No entanto, tais prestações não equivalem a partes sociais, não podem ser consideradas capital social.

Nas palavras de Raul Ventura (Sociedade por Quotas, Vol. I, 2.ª Ed., 4.ª reimpressão, Almedina, Coimbra, 2007, p. 239), “dizer (…) ‘prestação suplementar de capital’ é errado, pois estas prestações talvez possam ser consideradas prestações suplementares ao capital, mas não de capital, visto que elas não fazem alterar o montante do capital e não estão sujeitas ao regime jurídico do capital”.

Como refere Manuel Anselmo Torres («Prestações suplementares, seu regime comercial, contabilístico e tributário», Estudos em Memória do Prof. Doutor J. L. Saldanha Sanches, Vol. IV, Coimbra Editora, Coimbra, 2011, p. 916), “[a]s prestações suplementares não constituem “partes de capital” porquanto não são susceptíveis de transmissão autónoma da participação social a que respeitam (…). Tanto é reconhecido pela própria lei fiscal, ao referir-se às prestações suplementares como “outras componentes do capital próprio” por oposição a “partes de capital” (CIRC 45.3)”.

No mesmo sentido, referem Fernando Carreira Araújo e António Fernandes de Oliveira («O código do IRC e os conceitos de (i) capital, (ii) partes de capital, (iii) prestações suplementares e (iv) créditos pela realização de prestações suplementares», Estudos em Memória do Prof. Doutor J. L. Saldanha Sanches, Vol. IV, cit., pp. 708 e 709), “[n]ão dispondo o Código do IRC (e o direito fiscal em geral) de um conceito próprio de “capital” e de “partes de capital” (…), a conclusão que se impõe é a de que eles terão o significado técnico de que se revestem no direito societário e da contabilidade: “capital social” e “participações sociais” (vulgo, principalmente, quotas e acções), respectivamente. (…). [D]o próprio Código do IRC se retiram indicações seguras, pela positiva, no sentido de que o conceito de “partes de capital” que utiliza tem exactamente o mesmo significado acolhido nos outros ramos do direito (de onde é originário) atrás passados em revista”.

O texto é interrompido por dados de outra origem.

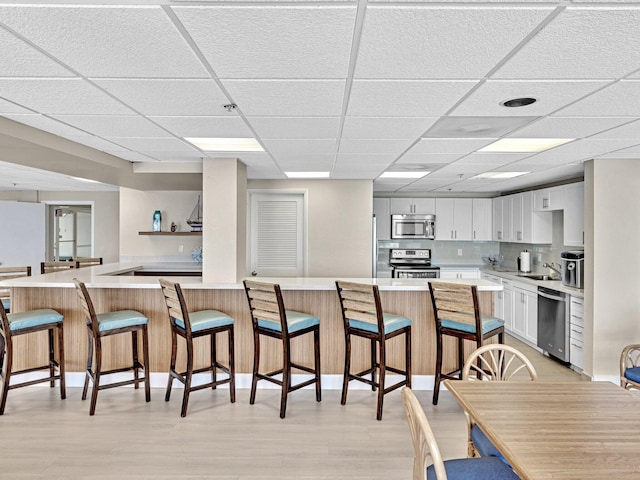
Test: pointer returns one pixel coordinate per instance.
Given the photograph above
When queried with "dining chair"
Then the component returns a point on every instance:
(630, 367)
(425, 447)
(23, 323)
(190, 325)
(363, 317)
(87, 262)
(457, 314)
(7, 273)
(270, 319)
(57, 266)
(499, 363)
(100, 325)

Do ponto de vista fiscal, estas diferenças têm reflexos. A título exemplificativo, e por referência ao exercício de 2005, verifica-se que o legislador, quando quis ter uma perspetiva abrangente, lançou mão da terminologia capital próprio”, distinguindo-o do capital social (cfr. art.º 61.º, n.º 3 e 5, do CIRC). Da mesma forma, no art.º 42.º, n.º 3, do CIRC (redação dada pela Lei nº 60-A/2005, de 30 de dezembro), o legislador traça a distinção entre partes de capital ou “outras componentes do capital próprio, designadamente prestações suplementares”.

Apliquemos estes conceitos ao caso dos autos.

Como referido, a Recorrente considera ser de aplicar o disposto no então n.º 2 do art.º 31.º do EBF, porquanto, na sua perspetiva, deve entender-se que as partes de capital foram adquiridas aquando da realização das prestações suplementares, e não aquando da conversão dessas prestações suplementares em capital social. Nesse seguimento, segundo a sua perspetiva, em dezembro de 2005, já havia decorrido o prazo de um ano previsto naquela disposição legal.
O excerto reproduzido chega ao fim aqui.